When the COVID-19 virus first hit the world in 2020, it changed the entire schooling system as we know it. Students took to virtual learning to prevent the virus from spreading, which quickly became the new norm. The period also saw more and more parents shifting to homeschooling as a more convenient and safe alternative to traditional schooling.
According to a National Home Education Research Institute study, homeschooling is now the fastest growing form of education. It is cheaper for parents, and according to research, home-educated kids score up to 30 percentile points higher than public school students on standardized academic achievement tests.
However, parents now have to find a way of playing the role of guardian and a teacher. And this can be extremely daunting without the proper resources.
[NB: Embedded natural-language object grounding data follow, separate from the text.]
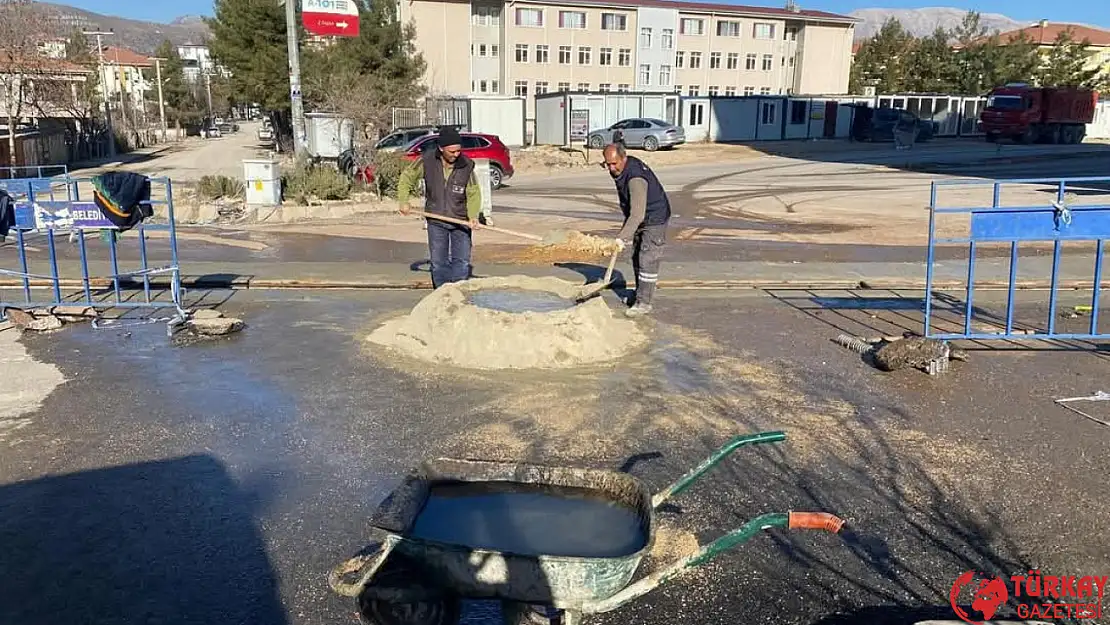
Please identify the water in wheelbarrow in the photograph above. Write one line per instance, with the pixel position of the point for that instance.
(530, 520)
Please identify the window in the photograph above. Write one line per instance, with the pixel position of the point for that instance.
(728, 28)
(767, 116)
(692, 26)
(614, 21)
(760, 30)
(572, 19)
(530, 17)
(797, 112)
(697, 114)
(667, 39)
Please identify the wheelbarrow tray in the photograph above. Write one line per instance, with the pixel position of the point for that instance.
(481, 573)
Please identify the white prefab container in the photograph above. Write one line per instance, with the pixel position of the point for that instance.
(263, 182)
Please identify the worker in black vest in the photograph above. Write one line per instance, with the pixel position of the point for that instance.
(646, 211)
(451, 190)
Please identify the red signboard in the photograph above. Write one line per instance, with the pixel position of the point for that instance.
(331, 18)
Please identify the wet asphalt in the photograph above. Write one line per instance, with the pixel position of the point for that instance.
(219, 482)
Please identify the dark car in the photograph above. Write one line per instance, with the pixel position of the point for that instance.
(879, 124)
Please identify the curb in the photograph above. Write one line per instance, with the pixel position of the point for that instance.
(243, 283)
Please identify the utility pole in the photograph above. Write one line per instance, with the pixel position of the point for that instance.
(294, 77)
(161, 103)
(103, 88)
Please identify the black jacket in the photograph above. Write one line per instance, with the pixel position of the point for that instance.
(123, 198)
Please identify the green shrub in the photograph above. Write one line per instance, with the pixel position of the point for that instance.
(387, 168)
(215, 187)
(309, 181)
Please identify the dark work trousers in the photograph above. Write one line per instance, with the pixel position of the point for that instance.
(450, 247)
(646, 255)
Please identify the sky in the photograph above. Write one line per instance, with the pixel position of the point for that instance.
(1089, 11)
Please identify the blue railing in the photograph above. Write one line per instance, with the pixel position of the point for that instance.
(1055, 222)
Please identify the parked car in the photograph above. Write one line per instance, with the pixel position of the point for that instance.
(475, 145)
(648, 133)
(879, 124)
(402, 137)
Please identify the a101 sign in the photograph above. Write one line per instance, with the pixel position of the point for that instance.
(331, 18)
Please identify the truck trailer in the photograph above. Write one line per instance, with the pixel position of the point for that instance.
(1035, 114)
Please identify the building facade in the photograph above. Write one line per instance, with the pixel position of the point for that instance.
(533, 47)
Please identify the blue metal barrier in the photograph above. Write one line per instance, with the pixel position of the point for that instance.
(1052, 222)
(66, 213)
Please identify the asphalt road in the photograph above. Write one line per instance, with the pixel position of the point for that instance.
(218, 483)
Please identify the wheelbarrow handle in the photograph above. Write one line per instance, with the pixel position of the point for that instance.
(708, 463)
(791, 521)
(365, 565)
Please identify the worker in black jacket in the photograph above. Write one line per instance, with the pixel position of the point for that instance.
(646, 213)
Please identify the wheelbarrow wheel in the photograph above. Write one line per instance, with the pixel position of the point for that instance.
(397, 572)
(515, 613)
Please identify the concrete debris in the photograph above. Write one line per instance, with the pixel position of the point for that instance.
(23, 320)
(446, 328)
(214, 326)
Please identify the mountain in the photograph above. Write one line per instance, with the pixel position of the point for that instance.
(921, 22)
(142, 37)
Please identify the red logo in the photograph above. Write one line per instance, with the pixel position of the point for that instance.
(990, 594)
(1036, 595)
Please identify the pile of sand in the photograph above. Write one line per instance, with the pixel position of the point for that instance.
(445, 328)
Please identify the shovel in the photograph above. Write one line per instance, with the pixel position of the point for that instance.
(591, 290)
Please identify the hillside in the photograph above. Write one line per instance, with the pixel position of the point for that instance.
(925, 21)
(139, 36)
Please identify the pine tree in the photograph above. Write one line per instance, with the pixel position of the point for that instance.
(883, 60)
(931, 64)
(1067, 63)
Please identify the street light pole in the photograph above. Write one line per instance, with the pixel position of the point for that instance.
(103, 88)
(294, 77)
(161, 103)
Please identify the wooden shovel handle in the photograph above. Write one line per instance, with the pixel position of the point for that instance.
(466, 223)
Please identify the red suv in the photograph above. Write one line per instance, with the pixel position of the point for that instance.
(475, 145)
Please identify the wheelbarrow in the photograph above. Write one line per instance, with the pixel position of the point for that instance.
(402, 578)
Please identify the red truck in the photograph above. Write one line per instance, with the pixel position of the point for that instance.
(1032, 114)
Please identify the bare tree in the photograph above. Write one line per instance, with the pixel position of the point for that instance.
(19, 61)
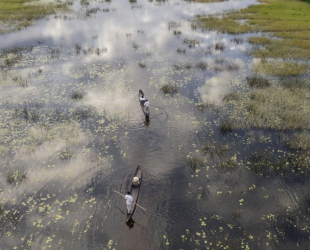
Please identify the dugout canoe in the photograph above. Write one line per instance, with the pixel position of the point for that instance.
(145, 110)
(134, 191)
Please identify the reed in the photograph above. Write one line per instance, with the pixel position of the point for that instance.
(15, 177)
(213, 149)
(77, 96)
(287, 21)
(226, 127)
(281, 68)
(257, 82)
(20, 13)
(168, 88)
(195, 161)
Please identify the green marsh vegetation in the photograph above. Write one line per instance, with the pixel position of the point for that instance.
(285, 24)
(15, 15)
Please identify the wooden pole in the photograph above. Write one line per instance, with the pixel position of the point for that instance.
(133, 201)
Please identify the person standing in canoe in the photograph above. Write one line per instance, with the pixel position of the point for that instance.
(129, 200)
(146, 103)
(142, 99)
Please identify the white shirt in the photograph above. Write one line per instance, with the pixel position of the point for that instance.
(128, 199)
(147, 103)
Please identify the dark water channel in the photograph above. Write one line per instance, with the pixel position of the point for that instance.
(72, 131)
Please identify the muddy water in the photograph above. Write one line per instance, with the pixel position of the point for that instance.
(72, 124)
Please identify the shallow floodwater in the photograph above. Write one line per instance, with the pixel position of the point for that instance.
(72, 124)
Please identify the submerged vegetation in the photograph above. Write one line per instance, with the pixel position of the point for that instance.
(69, 118)
(15, 15)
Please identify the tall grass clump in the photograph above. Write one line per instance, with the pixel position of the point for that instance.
(276, 107)
(258, 82)
(15, 177)
(195, 161)
(213, 149)
(19, 14)
(169, 88)
(286, 23)
(226, 127)
(281, 68)
(77, 96)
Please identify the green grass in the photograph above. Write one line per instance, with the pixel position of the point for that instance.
(278, 108)
(205, 1)
(17, 14)
(284, 19)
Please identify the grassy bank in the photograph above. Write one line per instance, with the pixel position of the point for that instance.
(17, 14)
(288, 21)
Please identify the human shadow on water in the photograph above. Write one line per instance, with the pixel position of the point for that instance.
(130, 223)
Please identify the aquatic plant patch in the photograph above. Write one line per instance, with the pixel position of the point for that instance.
(18, 14)
(276, 108)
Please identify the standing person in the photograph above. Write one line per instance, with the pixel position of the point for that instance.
(146, 103)
(142, 99)
(129, 200)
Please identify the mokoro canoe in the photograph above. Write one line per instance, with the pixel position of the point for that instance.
(134, 192)
(145, 110)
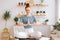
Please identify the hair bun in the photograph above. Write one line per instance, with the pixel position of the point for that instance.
(27, 5)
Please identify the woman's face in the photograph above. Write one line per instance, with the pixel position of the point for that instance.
(27, 10)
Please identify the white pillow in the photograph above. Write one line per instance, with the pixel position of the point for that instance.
(44, 38)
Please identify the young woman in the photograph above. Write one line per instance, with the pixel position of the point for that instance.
(28, 20)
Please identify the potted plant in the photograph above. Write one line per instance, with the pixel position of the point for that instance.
(42, 1)
(57, 27)
(16, 20)
(6, 17)
(45, 22)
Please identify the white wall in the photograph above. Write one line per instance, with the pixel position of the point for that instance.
(14, 10)
(58, 5)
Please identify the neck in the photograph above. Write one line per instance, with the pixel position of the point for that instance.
(28, 14)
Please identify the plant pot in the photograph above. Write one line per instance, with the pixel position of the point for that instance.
(58, 33)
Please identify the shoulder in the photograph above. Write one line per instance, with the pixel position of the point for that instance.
(23, 16)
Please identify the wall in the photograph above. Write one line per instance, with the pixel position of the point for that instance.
(58, 5)
(14, 10)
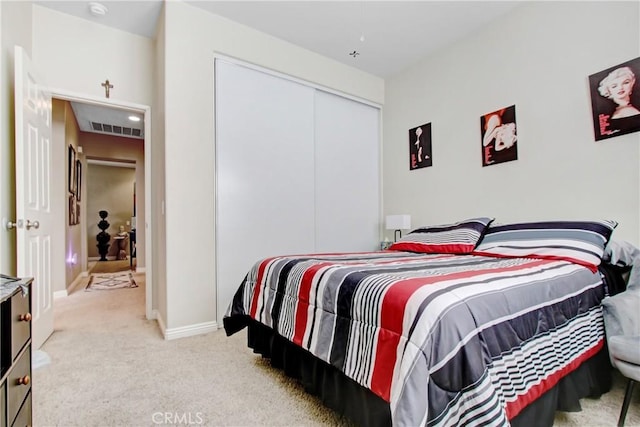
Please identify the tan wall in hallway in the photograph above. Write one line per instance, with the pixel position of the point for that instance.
(115, 148)
(109, 188)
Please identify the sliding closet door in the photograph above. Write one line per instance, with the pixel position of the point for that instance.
(347, 174)
(264, 172)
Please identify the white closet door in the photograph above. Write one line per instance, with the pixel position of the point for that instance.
(264, 172)
(347, 174)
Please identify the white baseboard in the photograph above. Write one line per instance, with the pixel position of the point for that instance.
(187, 331)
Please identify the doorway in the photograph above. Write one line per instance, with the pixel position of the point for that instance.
(142, 219)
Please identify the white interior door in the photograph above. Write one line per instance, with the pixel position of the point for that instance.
(33, 192)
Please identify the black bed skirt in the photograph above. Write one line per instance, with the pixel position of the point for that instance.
(346, 397)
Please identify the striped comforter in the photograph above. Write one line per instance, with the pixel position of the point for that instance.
(445, 339)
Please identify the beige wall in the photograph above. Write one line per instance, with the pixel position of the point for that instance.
(538, 57)
(109, 188)
(15, 29)
(116, 148)
(66, 132)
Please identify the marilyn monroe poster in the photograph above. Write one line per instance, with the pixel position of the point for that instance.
(615, 100)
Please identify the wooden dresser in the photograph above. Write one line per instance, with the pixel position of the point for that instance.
(15, 351)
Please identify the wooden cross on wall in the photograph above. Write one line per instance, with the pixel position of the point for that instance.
(106, 87)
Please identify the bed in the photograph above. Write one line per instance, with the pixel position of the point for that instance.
(458, 324)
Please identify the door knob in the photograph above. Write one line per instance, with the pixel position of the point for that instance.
(34, 224)
(10, 225)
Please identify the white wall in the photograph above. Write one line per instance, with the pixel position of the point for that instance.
(77, 55)
(189, 140)
(158, 252)
(15, 29)
(538, 57)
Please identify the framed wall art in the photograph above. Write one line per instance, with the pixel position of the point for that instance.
(71, 170)
(72, 210)
(420, 155)
(499, 136)
(78, 180)
(615, 100)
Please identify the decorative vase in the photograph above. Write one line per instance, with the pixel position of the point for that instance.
(103, 237)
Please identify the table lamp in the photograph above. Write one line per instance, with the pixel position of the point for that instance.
(397, 223)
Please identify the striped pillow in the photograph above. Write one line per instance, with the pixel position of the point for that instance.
(580, 242)
(458, 238)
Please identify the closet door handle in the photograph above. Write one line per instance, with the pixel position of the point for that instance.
(34, 224)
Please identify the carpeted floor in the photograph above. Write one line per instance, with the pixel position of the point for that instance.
(111, 367)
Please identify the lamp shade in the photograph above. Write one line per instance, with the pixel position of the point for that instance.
(398, 222)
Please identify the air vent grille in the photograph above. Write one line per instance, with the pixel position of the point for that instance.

Here are five invaluable resources for homeschooling parents:
Online Educational sites
Online Educational sites are perhaps the number one go-to for parents making the shift to homeschooling. Sites like the Khan Academy, Discovery K12, and The CK12 are now offering free online courses for kids in grades K-12.
Other popular sites include:
- Easy peasy all-in-one homeschool
- Ambleside Online
- Scholastic Learn at home
The curriculum in these sites usually includes all the fundamental subjects, including math (k-12), technology, science, economics, history, test prep, and art. Most of the topics are also supported by recorded lectures posted on YouTube. As a parent, you can make a parent account and then create a student account where you can track your child’s progress.
Some sites, such as Khan Academy, additionally have tools like Google Earth that kids can use to study geography, or Code.org, where the student can learn coding.
Virtual trips and world tours
Field trips are still an essential part of educating your child to make them more wholesome. And homeschooling is no exception. Luckily, thanks to live-streaming and online interactive tools, you no longer have to leave your house or board a plane to see the world. You can explore all the popular sites like the International Space Station and museums, through virtual world tours all from a computer.
Given enough parental supervision, YouTube can be an invaluable resource for parents looking for material for homeschooling their kids. It has a wealth of information, including educational videos on almost all topics.
This ranges from music and art lessons to foreign language and writing courses. You can take advantage of some purely educational channels like Crash Course, which goes over popular subjects like history, science, economics and literature.
Educational Mobile and desktop apps are also popping up every day, each tailored to teach some lesson or another. Apps such as Memrise and Duolingo are good for learning foreign languages. And others such as ABC Mouse and Reading Eggs are perfect when you want to engage young learners. Sites such as the Math Learning Center even have their free apps to help with math practice.
Even in this modern age of technology and everything internet, books are still one of the most valuable resources you can have for any kind of learning. At local libraries, you can access tons of books and DVDs, which you can borrow and use to supplement kids’ curriculum at home. Some libraries even have a stock aside specifically for homeschool curriculum.
Parents can also buy their books, depending on the child’s interest and curriculum they are using. Apart from the curriculum-based books, you can use other books to teach your child moral values and educate them on current affairs like cultural diversity.
Wonderful post – thank you for all the resources! We are homeschooling and I’m already seeing such improvement in my daughter’s outlook on learning as a whole, and her understanding of everything. It’s amazing how many resources are out there for kiddos. Now if I can just find a way to keep my toddler busy while I work with the “student” in our family.
What a great post about homeschooling. Thank you so much for all of the resources you shared. We decided to homeschool our 2.5-year-old daughter. She is still very young but it’s good to get started now to start thinking about all the resources we’ll need as she grows and gets a bit older. It’s great to know that there are so many free online educational sites!